3.2. Other Correlations Found

3.2.1. Peak Frequency and Body Size

It turned out that smaller parids sing with a higher frequency. The PIC analysis indicates significant moderately negative correlations between body length and frequency levels (Figure 3, Table S8). Body mass was weakly correlated with the peak, median, and mean frequencies, with a tendency towards significance in the mean frequency (Figure 3). Duration was uncorrelated with body length and mass (Table S8). Overall, the correlation coefficients with the PIC are weaker than without phylogenetic correction (Table S9).
The Pearson correlation showed a weak to strong negative correlation of body length and mass to the level of frequencies and no correlation to duration. A particularly strong negative correlation was found between body length and the mean and median frequencies (Figure 4, Table S9). A strong negative correlation was also found between body mass and the median frequency (Figure 4, Table S9).

3.2.2. Song Variables and Minimum Temperature

When applying the PIC to the first principal component, a highly significant, moderately negative correlation with song complexity was found. The warmer it is, the more complex parids sing. The peak, median, and mean frequencies showed a weak positive correlation with the first principal component, whereas the correlation with the mean frequency showed a tendency towards significance (Table S8). The warmer it is, the higher parids would sing. In comparison, the Pearson correlation showed rather weak correlations with the song variables (Table S9).

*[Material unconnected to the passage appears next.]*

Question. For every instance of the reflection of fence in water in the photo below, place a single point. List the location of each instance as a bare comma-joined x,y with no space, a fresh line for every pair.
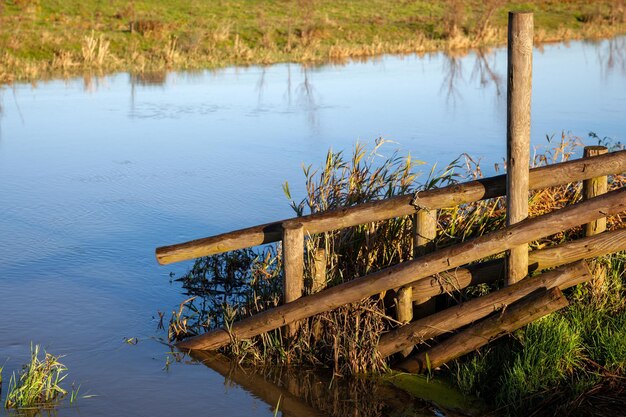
307,393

3.2.3. Song Variables and Minimum Precipitation

When applying the PIC to the second principal component, a significant weak negative correlation with the mean frequency and a significantly moderate negative correlation with the median frequency were observed (Table S8). The Pearson correlation showed a highly significant moderate negative correlation with the peak frequency and a highly significant moderate to almost strong negative correlation with the mean and median frequencies (Table S9). Tits sing lower with more precipitation. Regarding song complexity, very weak but not significant correlations were found (Table S9).

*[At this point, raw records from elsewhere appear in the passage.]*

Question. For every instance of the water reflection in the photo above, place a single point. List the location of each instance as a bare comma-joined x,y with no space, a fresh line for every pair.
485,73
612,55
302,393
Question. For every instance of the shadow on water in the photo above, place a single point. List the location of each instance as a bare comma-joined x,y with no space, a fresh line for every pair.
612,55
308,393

3.2.4. Song Complexity and Elevation Distribution

A pGLS model included, in addition to song complexity, the maximum elevation distribution and the interaction between colorfulness and maximum elevation distribution. However, this model did not fit the data well compared to the other models (Table S7).

3.2.5. Peak Frequency and Elevational Distribution

The PIC showed weakly positive correlations between the elevational distribution and song complexity, with the minimum, maximum, and mean elevations being more strongly and significantly correlated in terms of standard deviation of frequency and Shannon entropy (Table S8). Also, more strongly correlated were the maximum and mean elevations with the median and mean frequencies, with the correlation between the mean frequency and the maximum elevation being significant (Table S8).
The Pearson correlation showed weak positive correlations with song variables for the elevational distributions (Table S9). The maximum elevation was positively correlated with the mean and median frequencies (Table S9). The mean elevation showed a weak positive correlation with a tendency to be significant with the median frequency (Table S9). The minimum elevation showed a significant weak positive correlation with Shannon entropy and a tendency towards significance in relation to the standard deviation of the frequency (Table S9). At higher altitudes, parids sing higher and with more complexity.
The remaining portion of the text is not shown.